While the developed world is strapped with heavy debt and an interest-rate policy that has been slow to take hold, emerging markets don't share the same burdens. These budding economies, with their emerging middle class, are increasingly spending on computers, restaurant meals, cars, construction equipment, and other big-ticket items. For investors, increased consumer spending spells opportunity.
Still, because of the volatility and instability often associated with less-mature foreign financial markets as well as potentially undependable and non-standardized financial reporting, investing in stocks through foreign exchanges turns off many U.S. investors.
Another option is investing in U.S. companies that rely on exports—to Asia, Latin America, and elsewhere—to boost their bottom lines.
"Without growth from international developed markets, we are left with emerging markets to close the gap. Indeed, recent economic and market trends have provided cause for optimism for the emerging markets," says Christopher Brinn, senior portfolio manager with Key Private Bank, in a commentary. "Future emerging-market growth should help to provide a solid base for improved U.S. exports."
Billions of dollars in economic stimulus looks to be finding greater traction in emerging markets such as China, where aggressive cuts on sales taxes on small automobiles boosted sales earlier this year. Recent data have shown an uptick in Chinese inflation, but the central bank has not yet responded with additional interest-rate hikes; policy steps have instead been aimed at reining in bank lending to deflate a threatening real estate bubble.
China and India are the emerging consumer powerhouses, but 43 other Asian countries are pegged for 7.8 percent economic growth in 2011 and 2012, according to the International Monetary Fund, and their demand for goods could well replicate that seen from the emerging giants.
Investors can still gain exposure to these fast-growing areas of the world by buying shares of U.S.-based and U.S.-traded companies. Machinery, tech, and food companies, in particular, realize a considerable share of their income in higher-growth areas abroad. Although their stocks remain volatile of late, particularly given the wide swings of the U.S. stock market this year, these companies tend to offer more dependable financial accounting and greater liquidity.
There is some cause for caution. Clearly, the overall health of the global economy will impact production and exports. Leading investment banks have recently downgraded their growth projections for the major economies, which could limit emerging-market growth upside to a degree.

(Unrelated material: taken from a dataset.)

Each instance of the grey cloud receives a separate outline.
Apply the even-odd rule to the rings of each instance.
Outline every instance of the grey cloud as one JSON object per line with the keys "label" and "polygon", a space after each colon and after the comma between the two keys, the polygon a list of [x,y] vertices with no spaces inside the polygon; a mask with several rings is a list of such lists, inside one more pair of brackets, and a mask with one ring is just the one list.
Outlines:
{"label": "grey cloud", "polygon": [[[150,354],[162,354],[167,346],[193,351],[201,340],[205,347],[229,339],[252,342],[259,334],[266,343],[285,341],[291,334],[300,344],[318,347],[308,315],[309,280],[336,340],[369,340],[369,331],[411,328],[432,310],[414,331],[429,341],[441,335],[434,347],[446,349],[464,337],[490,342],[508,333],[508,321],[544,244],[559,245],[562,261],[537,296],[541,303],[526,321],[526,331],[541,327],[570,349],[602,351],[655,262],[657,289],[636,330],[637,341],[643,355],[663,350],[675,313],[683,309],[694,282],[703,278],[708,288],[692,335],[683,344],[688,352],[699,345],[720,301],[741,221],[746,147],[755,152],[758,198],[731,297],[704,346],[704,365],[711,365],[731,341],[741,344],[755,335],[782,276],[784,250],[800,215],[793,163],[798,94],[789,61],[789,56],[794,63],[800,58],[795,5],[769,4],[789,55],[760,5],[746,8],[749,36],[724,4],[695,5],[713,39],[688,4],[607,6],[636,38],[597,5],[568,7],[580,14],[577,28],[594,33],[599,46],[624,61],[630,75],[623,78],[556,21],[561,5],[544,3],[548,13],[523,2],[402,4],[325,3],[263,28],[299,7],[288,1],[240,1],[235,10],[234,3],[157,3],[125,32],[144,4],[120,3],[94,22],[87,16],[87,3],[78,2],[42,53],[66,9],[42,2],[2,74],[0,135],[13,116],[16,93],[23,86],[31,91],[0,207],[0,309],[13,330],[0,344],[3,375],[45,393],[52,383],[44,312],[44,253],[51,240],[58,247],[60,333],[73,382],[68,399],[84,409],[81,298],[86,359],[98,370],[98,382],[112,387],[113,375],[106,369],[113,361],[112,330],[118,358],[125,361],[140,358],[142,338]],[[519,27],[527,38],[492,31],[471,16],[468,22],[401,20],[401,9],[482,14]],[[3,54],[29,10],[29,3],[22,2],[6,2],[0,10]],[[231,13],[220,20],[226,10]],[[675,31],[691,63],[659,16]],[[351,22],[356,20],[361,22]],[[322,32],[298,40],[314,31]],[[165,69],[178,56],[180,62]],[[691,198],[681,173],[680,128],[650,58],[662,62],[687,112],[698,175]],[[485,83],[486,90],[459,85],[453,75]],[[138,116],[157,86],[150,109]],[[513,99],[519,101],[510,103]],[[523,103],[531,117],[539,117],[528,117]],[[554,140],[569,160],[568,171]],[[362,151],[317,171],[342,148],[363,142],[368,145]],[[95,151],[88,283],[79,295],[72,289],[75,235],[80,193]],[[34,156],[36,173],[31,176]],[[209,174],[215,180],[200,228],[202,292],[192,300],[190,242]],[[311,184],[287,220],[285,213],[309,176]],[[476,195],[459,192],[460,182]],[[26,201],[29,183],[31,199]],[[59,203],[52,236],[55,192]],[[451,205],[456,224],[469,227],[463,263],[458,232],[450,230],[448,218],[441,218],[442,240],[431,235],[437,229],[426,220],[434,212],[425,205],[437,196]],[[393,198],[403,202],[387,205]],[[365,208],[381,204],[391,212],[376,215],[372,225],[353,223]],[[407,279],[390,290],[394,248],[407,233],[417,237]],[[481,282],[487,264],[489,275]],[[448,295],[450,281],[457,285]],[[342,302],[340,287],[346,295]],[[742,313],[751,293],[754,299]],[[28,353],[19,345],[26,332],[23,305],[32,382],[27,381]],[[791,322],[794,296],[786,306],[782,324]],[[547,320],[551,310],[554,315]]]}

In fact, growth in U.S. containerized exports slowed to 6 percent in the second quarter, compared with 12 percent growth in the previous quarter, according to The Journal of Commerce/PIERS research, a trade database and consultancy. The slower growth, including a 2.1 percent year-over-year decline in June, left U.S. export volume up 9 percent in the first half of the year.
High-growth prospects often come with increased volatility risk. But investors should still find ways to bring even a little international flavor to their portfolio, perhaps taking the U.S. angle.
Simon Shnayder, an analyst at investment researcher Value Line, notes some of his preferred picks in a recent commentary:
Pepsico (ticker: PEP) and Coca-Cola (KO) have seen increased market share in China and India where households are accumulating rising discretionary income, a portion of which the population is apparently spending on soft drinks. Unit case volume for Coke products for 2010 over 2009 grew 5 percent in Latin America, 6 percent in the Pacific, and 12 percent in Eurasia and Africa. The companies are investing heavily in production and distribution facilities in these locales. PEP, which offers a 3.4 percent dividend yield, is trading near $60, just off its 52-week low of $59.25. KO, which carries a dividend yield of 3 percent, is trading near $69, in the upper end of its $57.22 to $71.77 52-week range.